The United States had a good championships, topping the medal table with three golds, one silver and two bronze.
The Netherlands were second (two gold, four silver, two bronze) and Italy third (two gold, two silver, one bronze).
Great Britain’s three bronze medals gave them 10th place on the table and tripled their tally from Innsbruck last year.
Based on all performances across the 11 races, Great Britain were ranked fifth, behind Netherland, Italy, USA and Denmark.
Two of Britain’s medals were won by Yorkshire riders.
Harry Tansfield, from West Ayton, was part of the squad which finished third in the inaugural team time trial mixed relay, opening the championships.
Leeds-born Tom Pidcock was at the centre of the biggest controversy, after being fourth rider across the line in the men’s under-23 road race.
He was promoted to third after Nils Eekhoff, who had won the sprint, was disqualified for riding in the slipstream of a team car earlier in the race.

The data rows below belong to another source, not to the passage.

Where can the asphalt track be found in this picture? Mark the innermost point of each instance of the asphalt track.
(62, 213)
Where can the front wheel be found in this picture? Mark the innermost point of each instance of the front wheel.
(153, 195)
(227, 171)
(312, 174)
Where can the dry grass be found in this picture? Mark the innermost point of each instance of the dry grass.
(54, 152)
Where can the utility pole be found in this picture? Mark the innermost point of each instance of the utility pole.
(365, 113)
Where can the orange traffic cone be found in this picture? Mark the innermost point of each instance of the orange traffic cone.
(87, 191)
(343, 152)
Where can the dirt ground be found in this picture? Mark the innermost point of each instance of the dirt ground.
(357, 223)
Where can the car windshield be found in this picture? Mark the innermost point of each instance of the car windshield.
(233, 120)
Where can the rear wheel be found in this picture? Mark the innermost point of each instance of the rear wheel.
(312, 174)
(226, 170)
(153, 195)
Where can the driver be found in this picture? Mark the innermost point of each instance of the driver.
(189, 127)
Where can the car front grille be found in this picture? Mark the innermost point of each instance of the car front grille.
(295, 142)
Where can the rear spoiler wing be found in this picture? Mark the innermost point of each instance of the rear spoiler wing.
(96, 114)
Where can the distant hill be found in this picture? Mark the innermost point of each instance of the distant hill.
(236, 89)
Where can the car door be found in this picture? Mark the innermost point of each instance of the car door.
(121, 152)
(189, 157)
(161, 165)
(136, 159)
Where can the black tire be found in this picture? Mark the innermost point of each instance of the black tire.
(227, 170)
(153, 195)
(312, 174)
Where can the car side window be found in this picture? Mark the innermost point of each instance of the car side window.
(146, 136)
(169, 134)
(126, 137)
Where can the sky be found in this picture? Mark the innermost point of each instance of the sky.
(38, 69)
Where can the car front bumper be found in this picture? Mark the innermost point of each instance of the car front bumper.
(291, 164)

Pidcock, 20, rode with a badly gashed knee and had been in training just two weeks following a huge crash at August’s Tour de l’avenir. He is set for a huge future and Leeds-born – and sometimes based – Alfie George, seventh in the men’s junior race, is also someone to watch out for.

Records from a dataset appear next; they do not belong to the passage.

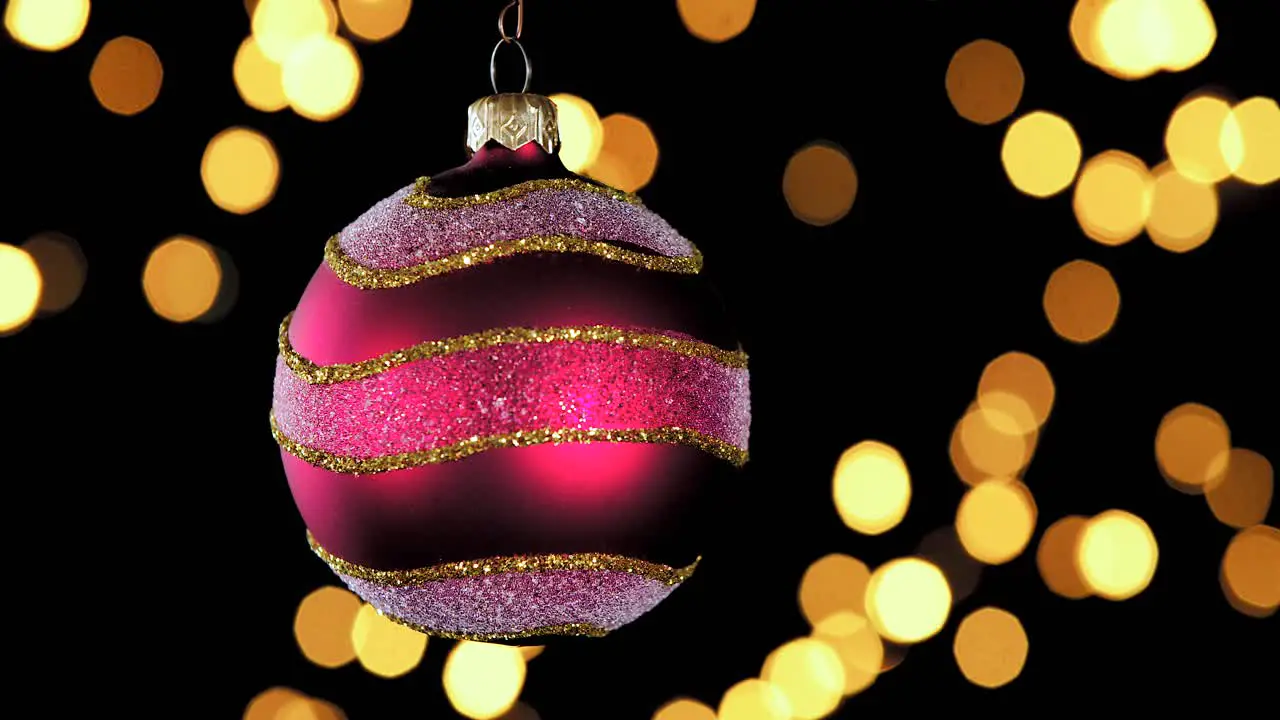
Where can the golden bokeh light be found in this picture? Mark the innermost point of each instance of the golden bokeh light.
(819, 183)
(46, 24)
(321, 77)
(1183, 212)
(1116, 555)
(323, 625)
(1112, 197)
(908, 600)
(581, 132)
(1251, 141)
(21, 287)
(241, 171)
(126, 76)
(991, 647)
(754, 700)
(859, 647)
(872, 487)
(385, 648)
(716, 21)
(1243, 495)
(833, 584)
(984, 82)
(810, 675)
(259, 78)
(483, 680)
(1041, 154)
(182, 278)
(375, 19)
(1082, 301)
(1251, 572)
(1056, 557)
(1192, 442)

The other home medalist was Elynor Backstedt in the women’s junior time trial.
The full list of medalists was: team time trial mixed relay - 1 Netherlands, 2 Germany, 3 Great Britain; women’s junior time trial - 1 Aigul Gareeva (Russia), 2 Shirin van Anrooij (Netherlands), 3 Elynor Backstedt (GB); men’s junior time trial - 1 Antonio Tiberi (Italy), 2 Enzo Leijnse (Netherlands), 3 Marco Brenner (Germany); men’s under-23 time trial - 1 Mikkel Bjerg (Denmark), 2 Ian Garrison (USA), 3 Brandon McNulty (USA); women’s elite time trial - 1 Chloe Dygert (USA), 2 - Anna van der Breggen (Netherlands), 3 Annemiek van Vleuten (Netherlands); men’s elite time trial - 1 Rohan Dennis (Australia), 2 Remco Evenepoel (Belgium), 3 Filippo Ganna (Italy); women’s junior race - 1 Megan Jastrab (USA), 2 Julie de Wilde (Belgium), 3 Lieke Nooijen (Netherlands); junior men’s race - 1 Quinn Simmons (USA), 2 - Alessio Martinelli (Italy), 3 - Magnus Sheffield (USA); men’s under-23 race - 1 Samuel Battistella (Italy), 2 Stefan Bissegger (Switzerland), 3 Tom Pidcock (GB); women’s elite race - 1 Annemiek van Vleuten (Netherlands), 2 Anna van der Breggen (Netherlands), 3 Amanda Spratt (Australia); men’s elite race - 1 Mads Pedersen (Denmark), 2 Matteo Trentin (Italy), 3 Stefan Kung (Switzerland).